Despite all these challenges – or perhaps because of them – young women have a lot to contribute. We are more connected and arguably more informed than ever before, because we’ve grown up with the internet at our fingertips. We’re a generation of innovators, looking at things differently and solving problems in unique and wonderful ways.
Yet too often young women’s voices aren’t being valued or heard. We’re rarely given space at decision-making tables or allowed access to power structures and important conversations that shape our lives. And we’re largely absent from public platforms, such as the Australian media – where women make up just 20 per cent of news commentators.
Moreover, when young women like myself are invited to share our stories or contribute to public discourse, we are rarely paid. Rather, we’re expected to see it as a great opportunity to build our experience and profile. While often true, the problem is that this can add up to a lot of unpaid work, with no one giving us the break that we need.
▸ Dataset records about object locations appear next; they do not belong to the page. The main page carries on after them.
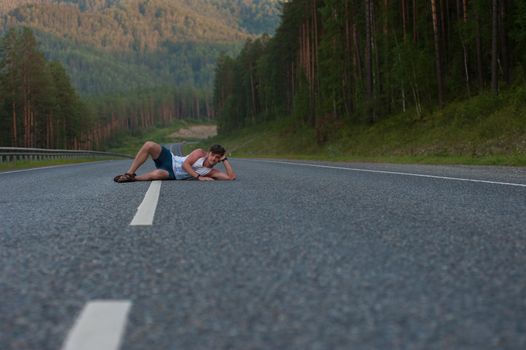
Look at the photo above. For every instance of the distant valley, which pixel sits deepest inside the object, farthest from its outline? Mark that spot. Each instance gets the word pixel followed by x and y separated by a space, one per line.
pixel 113 46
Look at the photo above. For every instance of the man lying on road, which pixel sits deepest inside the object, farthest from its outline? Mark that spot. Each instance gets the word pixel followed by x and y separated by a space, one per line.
pixel 198 165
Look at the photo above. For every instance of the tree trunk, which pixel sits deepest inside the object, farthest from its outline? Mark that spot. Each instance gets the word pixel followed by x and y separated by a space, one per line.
pixel 494 48
pixel 438 55
pixel 368 60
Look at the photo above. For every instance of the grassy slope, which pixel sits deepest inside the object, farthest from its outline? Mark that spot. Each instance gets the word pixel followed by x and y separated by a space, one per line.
pixel 483 130
pixel 125 144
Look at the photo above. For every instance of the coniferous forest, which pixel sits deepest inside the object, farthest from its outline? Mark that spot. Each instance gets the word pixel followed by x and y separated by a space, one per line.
pixel 340 62
pixel 77 73
pixel 40 108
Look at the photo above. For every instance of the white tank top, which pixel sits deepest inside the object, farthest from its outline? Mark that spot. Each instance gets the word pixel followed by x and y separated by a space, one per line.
pixel 181 174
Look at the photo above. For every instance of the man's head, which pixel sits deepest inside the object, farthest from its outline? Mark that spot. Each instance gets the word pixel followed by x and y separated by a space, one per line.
pixel 215 154
pixel 217 149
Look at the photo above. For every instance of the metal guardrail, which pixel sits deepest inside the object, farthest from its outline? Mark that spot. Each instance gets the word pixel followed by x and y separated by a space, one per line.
pixel 12 154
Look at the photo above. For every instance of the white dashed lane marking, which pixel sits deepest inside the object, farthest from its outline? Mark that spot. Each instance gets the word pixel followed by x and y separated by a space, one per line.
pixel 146 211
pixel 100 326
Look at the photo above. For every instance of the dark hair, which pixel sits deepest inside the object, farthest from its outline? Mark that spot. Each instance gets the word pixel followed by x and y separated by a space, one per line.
pixel 217 149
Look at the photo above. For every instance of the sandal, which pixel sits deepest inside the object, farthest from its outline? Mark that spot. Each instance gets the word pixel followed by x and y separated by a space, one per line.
pixel 126 177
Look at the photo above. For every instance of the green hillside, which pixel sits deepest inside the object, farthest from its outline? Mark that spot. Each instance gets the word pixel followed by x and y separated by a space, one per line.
pixel 113 45
pixel 482 130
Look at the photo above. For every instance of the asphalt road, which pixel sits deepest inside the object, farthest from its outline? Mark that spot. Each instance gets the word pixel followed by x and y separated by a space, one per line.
pixel 286 257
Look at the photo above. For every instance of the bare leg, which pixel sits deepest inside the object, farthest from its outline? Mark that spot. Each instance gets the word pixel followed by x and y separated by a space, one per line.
pixel 148 149
pixel 158 174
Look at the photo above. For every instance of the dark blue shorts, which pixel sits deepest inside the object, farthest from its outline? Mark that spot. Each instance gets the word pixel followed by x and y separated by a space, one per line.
pixel 164 162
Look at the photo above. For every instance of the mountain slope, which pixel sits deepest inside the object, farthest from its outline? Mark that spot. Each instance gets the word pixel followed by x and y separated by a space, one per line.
pixel 116 45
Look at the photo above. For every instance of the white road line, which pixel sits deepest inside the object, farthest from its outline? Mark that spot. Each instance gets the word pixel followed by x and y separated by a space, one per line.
pixel 100 326
pixel 397 173
pixel 146 211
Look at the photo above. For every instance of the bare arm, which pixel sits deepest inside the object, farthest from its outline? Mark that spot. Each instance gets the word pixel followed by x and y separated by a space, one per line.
pixel 230 174
pixel 191 159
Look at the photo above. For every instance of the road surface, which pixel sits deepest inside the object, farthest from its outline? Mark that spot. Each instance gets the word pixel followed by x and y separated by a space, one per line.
pixel 289 256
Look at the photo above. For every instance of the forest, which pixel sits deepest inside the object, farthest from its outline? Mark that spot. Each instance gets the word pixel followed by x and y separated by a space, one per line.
pixel 39 107
pixel 336 63
pixel 77 73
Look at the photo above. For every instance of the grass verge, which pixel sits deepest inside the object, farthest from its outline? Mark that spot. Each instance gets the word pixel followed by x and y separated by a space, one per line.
pixel 28 164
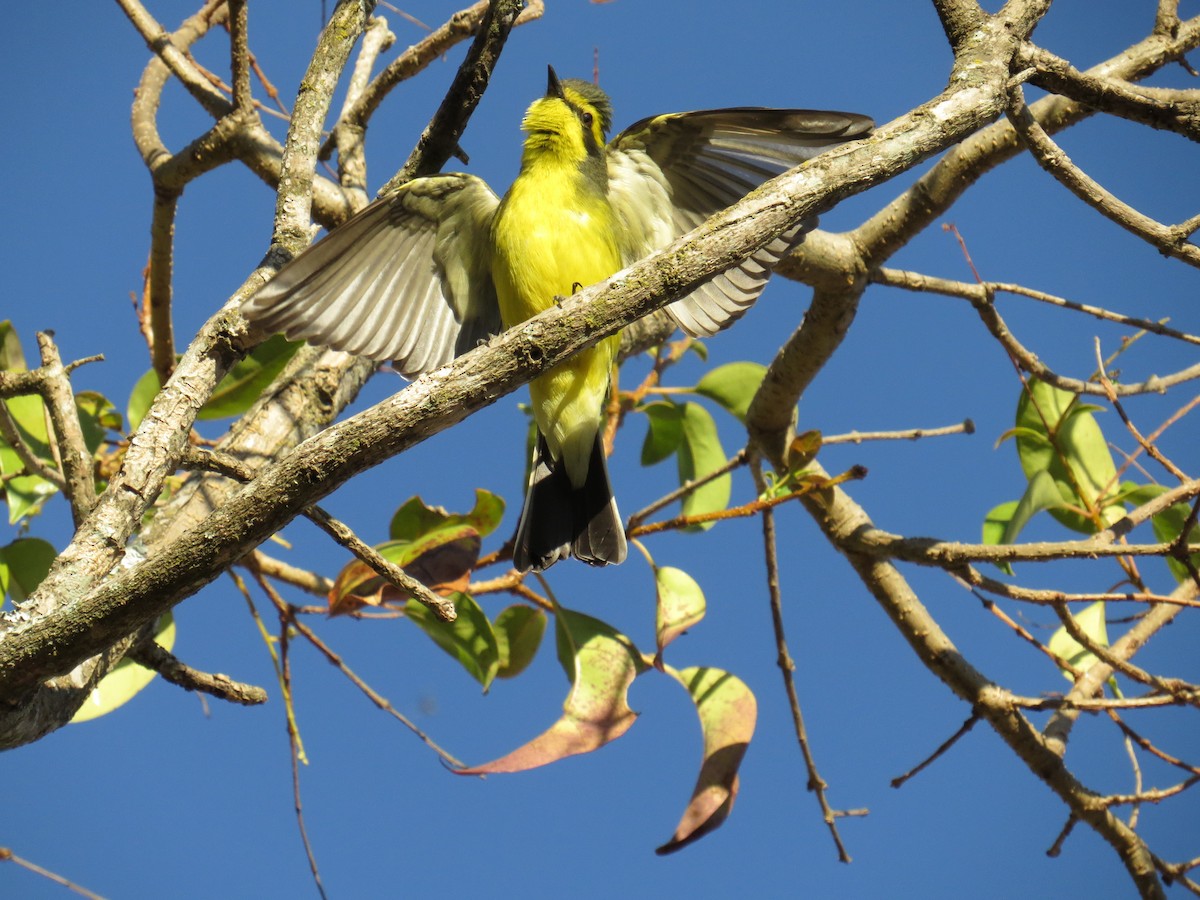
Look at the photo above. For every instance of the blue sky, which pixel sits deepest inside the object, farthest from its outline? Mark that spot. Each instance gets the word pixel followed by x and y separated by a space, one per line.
pixel 165 798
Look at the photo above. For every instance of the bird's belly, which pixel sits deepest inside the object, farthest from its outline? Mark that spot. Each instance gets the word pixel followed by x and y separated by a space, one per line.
pixel 551 258
pixel 543 253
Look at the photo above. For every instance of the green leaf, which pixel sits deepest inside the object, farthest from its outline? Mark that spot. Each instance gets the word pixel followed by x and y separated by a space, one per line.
pixel 1056 433
pixel 27 493
pixel 1091 621
pixel 12 358
pixel 127 677
pixel 1041 493
pixel 665 432
pixel 23 565
pixel 727 715
pixel 995 526
pixel 414 520
pixel 249 378
pixel 732 385
pixel 97 419
pixel 469 639
pixel 700 453
pixel 601 664
pixel 1168 525
pixel 441 559
pixel 681 605
pixel 141 399
pixel 519 630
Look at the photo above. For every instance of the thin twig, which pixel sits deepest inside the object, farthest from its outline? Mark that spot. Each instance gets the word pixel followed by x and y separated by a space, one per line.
pixel 7 856
pixel 787 667
pixel 339 531
pixel 899 780
pixel 340 664
pixel 857 437
pixel 286 621
pixel 151 655
pixel 736 461
pixel 1051 157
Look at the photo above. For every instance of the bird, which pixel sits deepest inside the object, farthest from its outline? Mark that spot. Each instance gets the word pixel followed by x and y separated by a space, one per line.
pixel 437 267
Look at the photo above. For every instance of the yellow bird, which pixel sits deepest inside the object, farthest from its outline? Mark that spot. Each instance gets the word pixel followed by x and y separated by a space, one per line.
pixel 433 269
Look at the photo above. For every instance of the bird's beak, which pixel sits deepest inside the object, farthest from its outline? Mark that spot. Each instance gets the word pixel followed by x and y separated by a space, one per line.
pixel 553 89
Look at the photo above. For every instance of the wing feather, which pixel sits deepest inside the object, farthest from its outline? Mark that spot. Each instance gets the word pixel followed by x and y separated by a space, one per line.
pixel 408 279
pixel 670 173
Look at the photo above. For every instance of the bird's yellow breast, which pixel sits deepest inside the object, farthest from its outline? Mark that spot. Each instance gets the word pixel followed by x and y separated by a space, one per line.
pixel 551 235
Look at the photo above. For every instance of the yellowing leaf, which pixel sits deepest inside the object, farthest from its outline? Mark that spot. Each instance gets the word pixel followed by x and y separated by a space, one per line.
pixel 603 664
pixel 727 715
pixel 681 605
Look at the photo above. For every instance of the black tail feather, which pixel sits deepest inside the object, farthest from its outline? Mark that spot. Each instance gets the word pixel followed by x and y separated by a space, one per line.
pixel 559 520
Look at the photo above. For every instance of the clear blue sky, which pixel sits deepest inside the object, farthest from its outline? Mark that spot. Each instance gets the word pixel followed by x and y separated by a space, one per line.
pixel 162 799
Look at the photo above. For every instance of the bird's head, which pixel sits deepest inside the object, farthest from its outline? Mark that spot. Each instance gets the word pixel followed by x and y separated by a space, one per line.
pixel 570 121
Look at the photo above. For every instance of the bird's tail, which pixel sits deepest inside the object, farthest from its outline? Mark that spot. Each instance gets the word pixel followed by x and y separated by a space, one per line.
pixel 559 520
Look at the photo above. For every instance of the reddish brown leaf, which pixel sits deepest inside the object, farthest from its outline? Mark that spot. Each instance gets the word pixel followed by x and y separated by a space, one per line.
pixel 727 714
pixel 595 712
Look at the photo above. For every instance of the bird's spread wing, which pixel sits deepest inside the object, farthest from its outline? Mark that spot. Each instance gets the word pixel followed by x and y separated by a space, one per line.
pixel 408 279
pixel 670 173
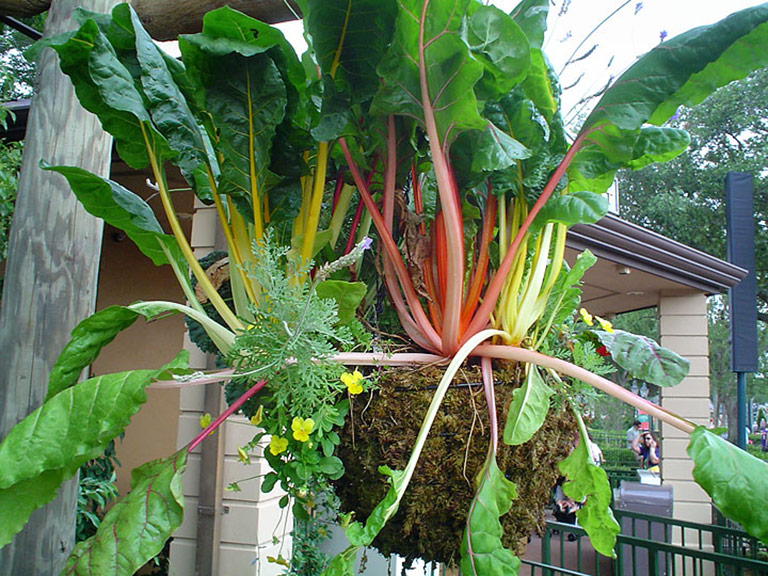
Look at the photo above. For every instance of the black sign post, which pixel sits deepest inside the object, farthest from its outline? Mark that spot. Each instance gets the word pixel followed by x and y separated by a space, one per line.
pixel 740 225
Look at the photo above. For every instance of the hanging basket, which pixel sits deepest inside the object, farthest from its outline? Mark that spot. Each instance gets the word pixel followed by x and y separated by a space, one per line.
pixel 382 429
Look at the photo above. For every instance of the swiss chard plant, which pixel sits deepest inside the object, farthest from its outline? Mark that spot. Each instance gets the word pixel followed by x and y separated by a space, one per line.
pixel 433 125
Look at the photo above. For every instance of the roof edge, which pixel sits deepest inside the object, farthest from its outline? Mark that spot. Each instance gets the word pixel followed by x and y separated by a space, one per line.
pixel 631 245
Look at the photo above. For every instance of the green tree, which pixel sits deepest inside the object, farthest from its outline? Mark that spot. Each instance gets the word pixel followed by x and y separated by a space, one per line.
pixel 685 200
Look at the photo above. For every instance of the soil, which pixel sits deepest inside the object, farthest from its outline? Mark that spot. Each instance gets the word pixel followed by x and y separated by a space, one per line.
pixel 382 428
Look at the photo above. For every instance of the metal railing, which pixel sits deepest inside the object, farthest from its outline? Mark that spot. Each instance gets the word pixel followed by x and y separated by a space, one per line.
pixel 652 546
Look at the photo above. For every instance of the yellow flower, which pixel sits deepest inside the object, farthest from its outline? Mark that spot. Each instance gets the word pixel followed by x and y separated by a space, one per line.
pixel 302 428
pixel 277 445
pixel 605 324
pixel 352 382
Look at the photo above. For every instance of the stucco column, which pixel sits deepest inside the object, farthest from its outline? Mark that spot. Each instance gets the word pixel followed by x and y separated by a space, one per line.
pixel 683 328
pixel 249 519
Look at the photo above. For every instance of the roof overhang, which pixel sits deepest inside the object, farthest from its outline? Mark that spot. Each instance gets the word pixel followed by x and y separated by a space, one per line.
pixel 636 266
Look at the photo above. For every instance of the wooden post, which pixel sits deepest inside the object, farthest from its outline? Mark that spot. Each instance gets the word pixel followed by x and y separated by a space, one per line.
pixel 50 280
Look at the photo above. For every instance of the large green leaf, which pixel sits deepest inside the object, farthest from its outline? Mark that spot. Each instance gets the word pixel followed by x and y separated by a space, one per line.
pixel 589 484
pixel 246 98
pixel 575 208
pixel 733 479
pixel 85 343
pixel 500 45
pixel 169 109
pixel 528 410
pixel 72 427
pixel 363 534
pixel 106 88
pixel 121 208
pixel 494 149
pixel 482 553
pixel 451 72
pixel 136 528
pixel 684 70
pixel 349 39
pixel 643 358
pixel 20 500
pixel 611 148
pixel 99 329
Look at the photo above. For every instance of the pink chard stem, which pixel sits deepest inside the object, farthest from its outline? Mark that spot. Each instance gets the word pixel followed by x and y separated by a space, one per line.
pixel 450 207
pixel 483 314
pixel 226 414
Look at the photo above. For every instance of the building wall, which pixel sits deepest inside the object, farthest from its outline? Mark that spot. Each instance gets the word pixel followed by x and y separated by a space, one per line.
pixel 252 525
pixel 125 276
pixel 683 328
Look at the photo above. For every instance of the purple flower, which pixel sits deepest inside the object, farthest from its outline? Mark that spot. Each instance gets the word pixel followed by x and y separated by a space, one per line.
pixel 365 243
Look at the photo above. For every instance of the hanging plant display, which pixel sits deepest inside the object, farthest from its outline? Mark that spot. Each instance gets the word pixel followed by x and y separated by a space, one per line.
pixel 399 197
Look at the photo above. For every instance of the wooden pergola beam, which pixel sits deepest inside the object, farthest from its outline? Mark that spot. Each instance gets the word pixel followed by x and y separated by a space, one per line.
pixel 166 19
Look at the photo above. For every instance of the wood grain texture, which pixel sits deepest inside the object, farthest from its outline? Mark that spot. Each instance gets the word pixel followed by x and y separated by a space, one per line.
pixel 50 281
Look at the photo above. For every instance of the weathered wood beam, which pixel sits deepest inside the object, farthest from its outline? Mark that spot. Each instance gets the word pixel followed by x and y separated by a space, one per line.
pixel 166 19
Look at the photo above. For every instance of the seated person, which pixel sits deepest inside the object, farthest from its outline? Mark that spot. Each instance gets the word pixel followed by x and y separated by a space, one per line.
pixel 647 449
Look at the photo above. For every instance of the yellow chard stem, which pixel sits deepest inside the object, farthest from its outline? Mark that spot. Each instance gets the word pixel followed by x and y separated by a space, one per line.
pixel 234 249
pixel 202 279
pixel 503 226
pixel 313 216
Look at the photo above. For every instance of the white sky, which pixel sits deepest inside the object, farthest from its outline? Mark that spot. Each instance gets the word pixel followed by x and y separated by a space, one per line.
pixel 625 36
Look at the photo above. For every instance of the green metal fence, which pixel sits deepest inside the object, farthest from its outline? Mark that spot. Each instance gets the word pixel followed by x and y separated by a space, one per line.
pixel 652 546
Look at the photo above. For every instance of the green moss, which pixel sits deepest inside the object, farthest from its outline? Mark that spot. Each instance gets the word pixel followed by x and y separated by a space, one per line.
pixel 382 428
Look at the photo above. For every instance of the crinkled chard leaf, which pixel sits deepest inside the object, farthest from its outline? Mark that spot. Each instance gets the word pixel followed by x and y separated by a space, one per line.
pixel 643 358
pixel 589 484
pixel 528 410
pixel 451 71
pixel 685 70
pixel 136 528
pixel 575 208
pixel 734 479
pixel 123 209
pixel 482 553
pixel 70 428
pixel 363 534
pixel 105 87
pixel 349 40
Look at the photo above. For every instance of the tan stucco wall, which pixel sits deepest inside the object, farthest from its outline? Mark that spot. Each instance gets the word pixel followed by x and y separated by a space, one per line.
pixel 251 520
pixel 125 276
pixel 683 328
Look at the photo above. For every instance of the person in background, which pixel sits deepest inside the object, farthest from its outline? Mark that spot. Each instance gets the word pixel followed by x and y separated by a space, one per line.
pixel 647 449
pixel 633 433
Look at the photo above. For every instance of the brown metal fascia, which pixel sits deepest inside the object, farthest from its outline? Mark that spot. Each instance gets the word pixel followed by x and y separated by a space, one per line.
pixel 628 244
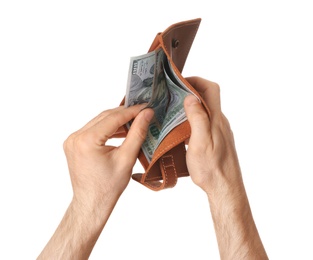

Women have always been expected to do the bulk of unpaid work. The last national census (2016) showed that we still do almost triple the amount of unpaid work than that done by our male counterparts. Why? Because sexist attitudes still prevail in our society. In a 2017 Plan International Australia survey of girls aged 10 to 17, 98 per cent said they were not treated equally to boys, while 91 per cent felt it would be easier to get ahead if they were treated the same way as boys.
Young and older women alike are facing similar challenges due to sexist attitudes – whether it’s street harassment, or being judged on our appearance. However, young women are particularly disadvantaged when it comes to attracting attention to our causes or contributions.
Young women – like older women – don’t have a homogenous voice. Our experiences are diverse and so is the value we can add. What’s more, when tackling issues that directly relate to us, it’s a no-brainer to ask us what we think before making critical policy decisions.
To achieve gender equality, young women must be heard and our efforts must be genuinely valued. Older women can play a vital role in giving us space and elevating our voices.
We’re incredibly fortunate to stand on the shoulders of our mothers and grandmothers who fought extremely repressive attitudes towards women and our place in society.
Together, I believe we can create a world that is truly equal.